Specifically, from the 2026-27 income year onwards, the tax rates applying to superannuation earnings will be:
- for superannuation balances up to the $3m large superannuation balance threshold – up to 15% on earnings (unchanged from current tax arrangements)
- for superannuation balances between the $3m ‘large superannuation balance threshold’ and the $10m ‘very large superannuation balance threshold’ – up to an overall 30% on a percentage of earnings; and
- for superannuation balances above the $10m ‘very large superannuation balance threshold’ – up to an overall 40% on a percentage of earnings
These thresholds will be indexed to the Consumer Price Index.

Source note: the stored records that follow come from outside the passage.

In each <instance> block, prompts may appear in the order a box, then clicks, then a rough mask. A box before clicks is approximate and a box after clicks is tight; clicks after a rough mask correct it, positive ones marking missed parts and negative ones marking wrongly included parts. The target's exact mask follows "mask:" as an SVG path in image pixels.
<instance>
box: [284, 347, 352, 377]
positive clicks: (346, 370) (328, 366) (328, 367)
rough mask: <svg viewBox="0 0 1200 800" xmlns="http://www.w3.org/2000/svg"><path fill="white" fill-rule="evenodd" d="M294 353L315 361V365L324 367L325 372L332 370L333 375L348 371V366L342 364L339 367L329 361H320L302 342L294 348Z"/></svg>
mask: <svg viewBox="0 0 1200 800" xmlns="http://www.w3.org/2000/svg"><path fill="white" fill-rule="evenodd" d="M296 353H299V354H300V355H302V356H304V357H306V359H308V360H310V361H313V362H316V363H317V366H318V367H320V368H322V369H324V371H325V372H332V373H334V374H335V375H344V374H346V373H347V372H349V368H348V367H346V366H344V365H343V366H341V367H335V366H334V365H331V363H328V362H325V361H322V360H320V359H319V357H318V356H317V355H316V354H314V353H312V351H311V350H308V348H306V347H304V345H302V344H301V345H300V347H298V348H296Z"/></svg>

Draft Rulings: Penalties for failure to comply with super and STP reporting
The ATO has released PS LA 2026/D1 Administration of penalties for failure to comply with superannuation member account reporting obligations and PS LA 2026/D2 Administration of penalties for failure to comply with Single Touch Payroll reporting obligations. They will (when finalised) provide guidance to ATO staff on the administration of administrative penalties that may apply when entities fail to meet their event-based reporting obligations through the Member Account Attribute & Member Account Transaction Services (relating to superannuation member accounts) and Single Touch Payroll (relating to employment-based payments) accurately and on time. They outline considerations relevant to identifying and imposing administrative penalties and penalty remission.

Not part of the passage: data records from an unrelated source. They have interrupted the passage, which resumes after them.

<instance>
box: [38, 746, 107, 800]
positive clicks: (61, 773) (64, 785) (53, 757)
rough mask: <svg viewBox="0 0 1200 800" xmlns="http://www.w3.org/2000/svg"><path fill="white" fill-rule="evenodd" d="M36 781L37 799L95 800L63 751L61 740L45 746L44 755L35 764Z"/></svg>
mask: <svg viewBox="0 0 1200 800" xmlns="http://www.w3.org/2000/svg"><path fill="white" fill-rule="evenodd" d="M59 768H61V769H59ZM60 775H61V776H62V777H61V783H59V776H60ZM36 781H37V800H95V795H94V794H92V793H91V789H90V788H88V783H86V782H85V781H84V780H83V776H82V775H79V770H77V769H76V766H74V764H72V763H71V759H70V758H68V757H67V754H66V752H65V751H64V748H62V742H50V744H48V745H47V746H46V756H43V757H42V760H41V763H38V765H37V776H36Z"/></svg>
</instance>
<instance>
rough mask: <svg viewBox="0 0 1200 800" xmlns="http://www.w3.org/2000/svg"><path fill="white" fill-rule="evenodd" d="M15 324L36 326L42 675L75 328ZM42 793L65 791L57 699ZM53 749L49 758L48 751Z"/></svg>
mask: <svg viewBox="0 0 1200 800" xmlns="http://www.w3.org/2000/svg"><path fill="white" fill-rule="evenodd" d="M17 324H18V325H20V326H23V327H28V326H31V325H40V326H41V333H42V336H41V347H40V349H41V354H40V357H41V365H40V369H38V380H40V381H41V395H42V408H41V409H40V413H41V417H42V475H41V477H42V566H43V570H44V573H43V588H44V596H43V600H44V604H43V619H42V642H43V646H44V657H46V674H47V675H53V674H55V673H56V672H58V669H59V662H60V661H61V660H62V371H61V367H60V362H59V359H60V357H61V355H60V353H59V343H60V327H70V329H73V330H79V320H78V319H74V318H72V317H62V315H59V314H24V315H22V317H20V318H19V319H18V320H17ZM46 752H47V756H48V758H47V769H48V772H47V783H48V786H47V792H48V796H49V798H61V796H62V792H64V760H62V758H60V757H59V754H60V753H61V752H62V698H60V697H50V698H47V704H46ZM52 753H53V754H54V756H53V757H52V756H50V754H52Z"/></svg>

ATO ruling confirms delayed property sales can satisfy retirement nexus
In a recent private ruling the ATO confirmed that the sale of two premises occurred in connection with retirement for the purposes small business CGT 15-year exemption. The ruling is notable because it accepts that a CGT event can still be sufficiently connected with retirement even where the asset is sold after the individual has ceased gainful employment, provided the sale remains part of a documented and continuing retirement plan.
Institute of Financial Professionals Australia (IFPA) comment
This outcome is consistent with the ATO’s public guidance on the small business 15-year exemption. The ATO says whether a CGT event happens “in connection with” retirement depends on the facts of each case, but generally looks for a significant reduction in hours worked or a significant change in the individual’s activities. The ATO also says the timing of the CGT event can be before or after actual retirement, and that later disposals may still qualify where they are integral to the taxpayer’s retirement plan and the connection is maintained on the facts.